On March 5, 2024, Adams was released by the Seahawks.

===Tennessee Titans===
On July 11, 2024, Adams signed a one-year contract with the Tennessee Titans. He missed the season opener due to a hip injury; after playing 20 snaps in 3 games, the Titans placed Adams on the reserve/non-football injury list on October 12. Adams subsequently requested to be released from the Titans, and the team granted his request on October 17, 2024.

===Detroit Lions===
On December 1, 2024, Adams was signed to the Detroit Lions practice squad. Adams would play in two games for the Lions, in which he recorded three tackles. He was released on January 1, 2025.

===Las Vegas Raiders===
On July 22, 2025, Adams signed with the Las Vegas Raiders. This reunited him with head coach Pete Carroll, who was his head coach during his time at Seattle. During training camp, Carroll announced that Adams would be switching positions from safety to linebacker. He played in all 17 games with four starts, recording 45 tackles, one sack, and one forced fumble.

===Minnesota Vikings===
On July 28, 2026, Adams signed with the Minnesota Vikings.
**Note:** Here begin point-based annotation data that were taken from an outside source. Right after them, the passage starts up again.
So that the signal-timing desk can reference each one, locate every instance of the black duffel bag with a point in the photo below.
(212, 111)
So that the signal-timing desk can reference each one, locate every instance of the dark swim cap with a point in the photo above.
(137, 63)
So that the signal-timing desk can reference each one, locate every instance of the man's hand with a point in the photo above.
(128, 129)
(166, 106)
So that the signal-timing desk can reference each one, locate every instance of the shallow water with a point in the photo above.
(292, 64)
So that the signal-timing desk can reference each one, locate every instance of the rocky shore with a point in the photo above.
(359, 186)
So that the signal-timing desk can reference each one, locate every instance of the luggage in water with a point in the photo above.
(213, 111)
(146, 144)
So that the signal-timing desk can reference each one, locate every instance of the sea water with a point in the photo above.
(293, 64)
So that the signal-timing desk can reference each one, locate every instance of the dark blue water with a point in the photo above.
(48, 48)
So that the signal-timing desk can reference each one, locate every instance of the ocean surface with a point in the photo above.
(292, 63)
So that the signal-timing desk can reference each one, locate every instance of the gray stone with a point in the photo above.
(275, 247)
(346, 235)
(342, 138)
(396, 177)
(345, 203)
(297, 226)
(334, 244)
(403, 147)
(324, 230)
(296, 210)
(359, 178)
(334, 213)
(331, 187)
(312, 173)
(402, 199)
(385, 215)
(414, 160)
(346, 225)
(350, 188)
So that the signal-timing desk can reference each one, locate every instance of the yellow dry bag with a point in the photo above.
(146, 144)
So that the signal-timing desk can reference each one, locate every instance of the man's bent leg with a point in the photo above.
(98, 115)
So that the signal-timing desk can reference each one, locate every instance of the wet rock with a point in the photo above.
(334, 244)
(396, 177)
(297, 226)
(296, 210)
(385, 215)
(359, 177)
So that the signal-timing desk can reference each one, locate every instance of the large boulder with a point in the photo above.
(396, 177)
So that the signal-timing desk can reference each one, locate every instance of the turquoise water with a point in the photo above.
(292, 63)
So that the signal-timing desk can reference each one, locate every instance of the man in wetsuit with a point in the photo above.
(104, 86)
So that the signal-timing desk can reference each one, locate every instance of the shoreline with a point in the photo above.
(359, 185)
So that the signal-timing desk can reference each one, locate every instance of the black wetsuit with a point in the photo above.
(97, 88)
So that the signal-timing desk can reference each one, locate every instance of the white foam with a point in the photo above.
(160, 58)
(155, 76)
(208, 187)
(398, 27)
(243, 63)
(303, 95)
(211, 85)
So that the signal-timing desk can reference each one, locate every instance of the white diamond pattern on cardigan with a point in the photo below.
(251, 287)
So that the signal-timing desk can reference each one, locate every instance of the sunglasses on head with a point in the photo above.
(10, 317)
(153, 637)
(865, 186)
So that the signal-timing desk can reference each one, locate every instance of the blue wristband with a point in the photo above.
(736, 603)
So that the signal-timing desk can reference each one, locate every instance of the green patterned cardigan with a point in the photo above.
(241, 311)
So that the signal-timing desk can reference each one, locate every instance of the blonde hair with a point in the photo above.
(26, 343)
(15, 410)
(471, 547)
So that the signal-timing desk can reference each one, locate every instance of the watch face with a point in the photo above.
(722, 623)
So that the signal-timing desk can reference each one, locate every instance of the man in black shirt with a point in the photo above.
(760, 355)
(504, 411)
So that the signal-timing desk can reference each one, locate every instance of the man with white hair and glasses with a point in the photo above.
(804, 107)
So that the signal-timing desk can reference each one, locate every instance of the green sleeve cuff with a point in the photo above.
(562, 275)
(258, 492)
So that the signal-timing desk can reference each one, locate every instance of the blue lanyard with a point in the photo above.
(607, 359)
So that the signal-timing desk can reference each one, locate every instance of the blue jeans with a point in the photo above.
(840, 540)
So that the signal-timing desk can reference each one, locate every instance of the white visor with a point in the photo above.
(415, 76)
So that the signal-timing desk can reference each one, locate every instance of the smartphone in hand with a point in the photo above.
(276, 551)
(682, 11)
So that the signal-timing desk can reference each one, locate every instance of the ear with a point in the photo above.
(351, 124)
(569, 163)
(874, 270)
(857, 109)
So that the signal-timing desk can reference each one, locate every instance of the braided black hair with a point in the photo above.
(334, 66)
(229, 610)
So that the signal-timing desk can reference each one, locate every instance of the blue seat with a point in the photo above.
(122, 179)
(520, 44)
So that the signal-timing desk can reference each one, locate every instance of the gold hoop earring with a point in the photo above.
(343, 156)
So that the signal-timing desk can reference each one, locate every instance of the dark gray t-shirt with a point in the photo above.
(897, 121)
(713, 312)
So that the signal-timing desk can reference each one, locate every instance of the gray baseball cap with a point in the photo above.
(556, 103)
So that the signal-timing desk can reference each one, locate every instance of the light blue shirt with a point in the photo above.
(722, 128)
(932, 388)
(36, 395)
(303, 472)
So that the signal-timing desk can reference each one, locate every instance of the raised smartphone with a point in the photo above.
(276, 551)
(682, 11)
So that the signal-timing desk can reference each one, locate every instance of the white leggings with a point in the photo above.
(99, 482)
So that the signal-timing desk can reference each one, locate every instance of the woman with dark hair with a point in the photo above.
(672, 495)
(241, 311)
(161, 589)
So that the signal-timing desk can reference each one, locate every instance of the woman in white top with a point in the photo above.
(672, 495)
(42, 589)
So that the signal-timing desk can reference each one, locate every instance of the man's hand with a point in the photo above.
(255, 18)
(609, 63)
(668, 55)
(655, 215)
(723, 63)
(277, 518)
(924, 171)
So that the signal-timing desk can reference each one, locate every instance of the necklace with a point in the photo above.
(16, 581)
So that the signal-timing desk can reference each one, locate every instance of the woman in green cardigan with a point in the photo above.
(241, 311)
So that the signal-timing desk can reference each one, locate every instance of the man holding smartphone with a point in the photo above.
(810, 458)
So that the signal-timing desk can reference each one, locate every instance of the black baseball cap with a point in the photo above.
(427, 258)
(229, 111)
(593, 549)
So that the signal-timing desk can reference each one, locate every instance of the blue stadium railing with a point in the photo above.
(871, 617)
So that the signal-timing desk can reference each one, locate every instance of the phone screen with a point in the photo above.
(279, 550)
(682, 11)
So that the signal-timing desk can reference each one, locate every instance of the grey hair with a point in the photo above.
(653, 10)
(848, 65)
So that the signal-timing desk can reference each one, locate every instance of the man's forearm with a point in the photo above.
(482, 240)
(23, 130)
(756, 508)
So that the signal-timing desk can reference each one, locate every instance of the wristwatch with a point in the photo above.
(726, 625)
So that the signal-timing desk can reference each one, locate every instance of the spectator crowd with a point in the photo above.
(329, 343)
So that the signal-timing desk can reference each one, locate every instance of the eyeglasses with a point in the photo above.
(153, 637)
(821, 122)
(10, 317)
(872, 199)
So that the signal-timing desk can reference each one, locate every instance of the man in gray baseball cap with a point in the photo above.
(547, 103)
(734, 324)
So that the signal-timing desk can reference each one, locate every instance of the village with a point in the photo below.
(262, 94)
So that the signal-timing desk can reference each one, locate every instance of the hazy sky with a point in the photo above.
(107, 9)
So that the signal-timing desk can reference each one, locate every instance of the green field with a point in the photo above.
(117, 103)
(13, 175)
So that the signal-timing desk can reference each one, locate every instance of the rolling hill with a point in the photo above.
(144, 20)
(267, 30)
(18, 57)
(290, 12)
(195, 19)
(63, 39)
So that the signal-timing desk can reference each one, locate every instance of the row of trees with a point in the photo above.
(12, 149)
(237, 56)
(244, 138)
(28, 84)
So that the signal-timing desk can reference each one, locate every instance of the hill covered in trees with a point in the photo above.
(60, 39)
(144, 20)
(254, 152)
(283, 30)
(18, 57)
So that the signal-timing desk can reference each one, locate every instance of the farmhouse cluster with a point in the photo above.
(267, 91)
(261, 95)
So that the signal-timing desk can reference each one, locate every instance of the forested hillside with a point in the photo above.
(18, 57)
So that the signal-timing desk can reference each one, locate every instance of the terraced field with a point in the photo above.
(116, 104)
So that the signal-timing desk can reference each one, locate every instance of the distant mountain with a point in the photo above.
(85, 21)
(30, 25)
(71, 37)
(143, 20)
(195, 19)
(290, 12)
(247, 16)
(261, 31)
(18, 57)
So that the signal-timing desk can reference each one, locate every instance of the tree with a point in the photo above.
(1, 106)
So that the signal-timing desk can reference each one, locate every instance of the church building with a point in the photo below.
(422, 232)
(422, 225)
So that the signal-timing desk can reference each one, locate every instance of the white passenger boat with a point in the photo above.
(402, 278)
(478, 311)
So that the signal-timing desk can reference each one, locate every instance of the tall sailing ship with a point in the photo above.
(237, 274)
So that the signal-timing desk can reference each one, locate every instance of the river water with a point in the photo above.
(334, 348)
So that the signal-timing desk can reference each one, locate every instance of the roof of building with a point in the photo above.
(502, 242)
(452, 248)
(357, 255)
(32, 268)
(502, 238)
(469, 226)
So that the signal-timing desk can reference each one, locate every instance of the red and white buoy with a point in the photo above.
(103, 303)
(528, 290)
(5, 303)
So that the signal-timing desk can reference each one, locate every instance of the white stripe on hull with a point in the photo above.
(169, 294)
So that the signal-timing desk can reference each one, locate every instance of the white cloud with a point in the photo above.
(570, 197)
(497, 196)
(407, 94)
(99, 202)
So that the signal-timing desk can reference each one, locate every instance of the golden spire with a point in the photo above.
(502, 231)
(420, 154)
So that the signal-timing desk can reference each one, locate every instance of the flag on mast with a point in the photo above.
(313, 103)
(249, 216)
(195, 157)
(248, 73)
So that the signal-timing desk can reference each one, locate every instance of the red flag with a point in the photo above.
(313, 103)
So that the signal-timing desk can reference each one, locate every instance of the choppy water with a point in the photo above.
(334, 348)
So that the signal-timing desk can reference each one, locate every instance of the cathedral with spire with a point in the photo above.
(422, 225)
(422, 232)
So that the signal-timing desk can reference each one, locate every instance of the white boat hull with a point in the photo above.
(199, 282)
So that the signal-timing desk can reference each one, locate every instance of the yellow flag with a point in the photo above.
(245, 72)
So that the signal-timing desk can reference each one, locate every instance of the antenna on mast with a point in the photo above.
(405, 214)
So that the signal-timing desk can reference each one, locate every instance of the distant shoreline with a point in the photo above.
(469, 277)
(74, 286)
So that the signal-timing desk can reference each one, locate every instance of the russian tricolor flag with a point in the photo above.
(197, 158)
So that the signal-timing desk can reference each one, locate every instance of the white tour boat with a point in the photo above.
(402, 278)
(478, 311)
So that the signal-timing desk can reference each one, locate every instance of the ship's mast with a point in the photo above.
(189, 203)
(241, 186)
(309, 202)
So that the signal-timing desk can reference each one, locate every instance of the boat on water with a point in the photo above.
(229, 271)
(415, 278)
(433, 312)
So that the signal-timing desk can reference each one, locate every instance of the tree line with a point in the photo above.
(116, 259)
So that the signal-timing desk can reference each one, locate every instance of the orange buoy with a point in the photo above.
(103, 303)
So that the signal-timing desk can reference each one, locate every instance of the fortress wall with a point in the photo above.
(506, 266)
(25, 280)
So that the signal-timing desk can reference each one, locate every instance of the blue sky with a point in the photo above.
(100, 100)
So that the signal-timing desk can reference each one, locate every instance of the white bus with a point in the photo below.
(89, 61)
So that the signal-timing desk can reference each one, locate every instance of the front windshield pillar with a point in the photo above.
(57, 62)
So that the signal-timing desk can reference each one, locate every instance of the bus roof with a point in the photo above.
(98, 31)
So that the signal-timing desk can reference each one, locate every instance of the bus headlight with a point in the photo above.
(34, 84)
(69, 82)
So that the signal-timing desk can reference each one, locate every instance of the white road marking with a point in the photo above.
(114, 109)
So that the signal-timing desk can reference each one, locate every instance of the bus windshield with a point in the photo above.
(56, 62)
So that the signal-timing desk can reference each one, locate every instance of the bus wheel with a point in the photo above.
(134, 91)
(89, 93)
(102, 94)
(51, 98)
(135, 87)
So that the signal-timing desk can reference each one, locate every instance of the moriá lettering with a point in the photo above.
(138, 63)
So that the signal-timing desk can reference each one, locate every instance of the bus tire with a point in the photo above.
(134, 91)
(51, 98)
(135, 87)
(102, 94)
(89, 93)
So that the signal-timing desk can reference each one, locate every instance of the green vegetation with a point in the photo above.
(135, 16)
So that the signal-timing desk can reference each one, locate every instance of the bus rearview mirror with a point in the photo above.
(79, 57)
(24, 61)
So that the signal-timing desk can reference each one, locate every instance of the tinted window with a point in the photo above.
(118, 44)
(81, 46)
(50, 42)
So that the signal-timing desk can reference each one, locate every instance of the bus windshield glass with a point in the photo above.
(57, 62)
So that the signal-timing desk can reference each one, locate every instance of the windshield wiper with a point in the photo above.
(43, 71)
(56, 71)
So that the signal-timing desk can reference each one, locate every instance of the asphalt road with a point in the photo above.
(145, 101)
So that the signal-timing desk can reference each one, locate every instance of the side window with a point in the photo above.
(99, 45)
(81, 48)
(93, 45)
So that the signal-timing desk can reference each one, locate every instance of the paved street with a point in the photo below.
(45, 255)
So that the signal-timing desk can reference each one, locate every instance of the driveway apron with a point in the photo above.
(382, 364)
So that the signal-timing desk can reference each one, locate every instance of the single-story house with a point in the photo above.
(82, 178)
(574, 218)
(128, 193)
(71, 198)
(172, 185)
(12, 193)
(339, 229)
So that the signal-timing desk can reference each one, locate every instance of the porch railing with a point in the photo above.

On August 16, it was announced that Adams had suffered a season–ending torn quad tendon after being carted off the field during a preseason game against the New York Giants the day previous.

==Career statistics==

===NFL===

Legend
| Bold | Career high |

====Regular season====

Year: Team; Games; Tackles; Interceptions; Fumbles
GP: GS; Comb; Solo; Ast; Sck; TFL; PD; Int; Yds; Avg; Lng; TD; FF; FR; Yds; TD
2017: NYJ; 16; 16; 83; 63; 20; 2.0; 9; 6; 0; 0; 0; 0; 0; 1; 2; 5; 0
2018: NYJ; 16; 16; 115; 86; 29; 3.5; 9; 12; 1; 38; 38.0; 38; 0; 3; 1; 25; 0
2019: NYJ; 14; 14; 75; 61; 14; 6.5; 10; 7; 1; 61; 61.0; 61; 1; 2; 1; 0; 1
2020: SEA; 12; 12; 83; 59; 24; 9.5; 11; 3; 0; 0; 0; 0; 0; 1; 0; 0; 0
2021: SEA; 12; 12; 87; 56; 31; 0.0; 4; 5; 2; 0; 0.0; 0; 0; 0; 0; 0; 0
2022: SEA; 1; 1; 3; 3; 0; 0.0; 0; 1; 0; 0; 0.0; 0; 0; 0; 0; 0; 0
2023: SEA; 9; 9; 48; 34; 14; 0.0; 7; 2; 0; 0; 0.0; 0; 0; 0; 0; 0; 0
2024: TEN; 3; 1; 4; 2; 2; 0.0; 0; 0; 0; 0; 0.0; 0; 0; 0; 0; 0; 0
DET: 2; 2; 3; 2; 1; 0.0; 0; 0; 0; 0; 0.0; 0; 0; 0; 0; 0; 0
2025: LV; 17; 4; 45; 30; 15; 1.0; 5; 0; 0; 0; 0.0; 0; 0; 1; 0; 0; 0
Career: 102; 87; 546; 396; 150; 22.5; 55; 36; 4; 99; 24.8; 61; 1; 8; 4; 30; 1

====Postseason====

Year: Team; Games; Tackles; Interceptions; Fumbles
GP: GS; Comb; Solo; Ast; Sck; TFL; PD; Int; Yds; Avg; Lng; TD; FF; FR; Yds; TD
2020: SEA; 1; 1; 4; 2; 2; 0.0; 0; 3; 0; 0; 0.0; 0; 0; 0; 0; 0; 0
2022: SEA; 0; 0; Did not play due to injury
Career: 1; 1; 4; 2; 2; 0.0; 0; 3; 0; 0; 0.0; 0; 0; 0; 0; 0; 0

===College===

| Season | Team | GP | Defense |  |  |  |  |
| Tckl | TfL | Sck | Int | FF |
| 2014 | LSU | 12 | 66 | 5.0 | 1.0 | 0 | 0 |
| 2015 | LSU | 12 | 67 | 5.5 | 0.0 | 4 | 1 |
| 2016 | LSU | 12 | 76 | 7.5 | 1.0 | 1 | 1 |
| Career |  | 36 | 209 | 18.0 | 2.0 | 5 | 2 |

==Career highlights==

NFL
- First-team All-Pro (2019)
- 2× Second-team All-Pro (2018, 2020)
- 3× Pro Bowl (2018–2020)
- Pro Bowl Defensive MVP (2018)
- PFWA All-Rookie Team (2017)
- 3× NFL Top 100: 37th (2019), 27th (2020), 31st (2021)
- NFL record most sacks by a defensive back in a season: 9.5 (2020)

College
- First-team All-American (2016)
- First-team All-SEC (2016)
- Second-team All-SEC (2015)
- Freshman All-American (2014)
- Freshman All-SEC Team (2014)

==Personal life==
Adams is the son of Michelle and George Adams. His father, George, played in the National Football League (NFL) from 1985 to 1991 as a running back. Adams is a pescatarian.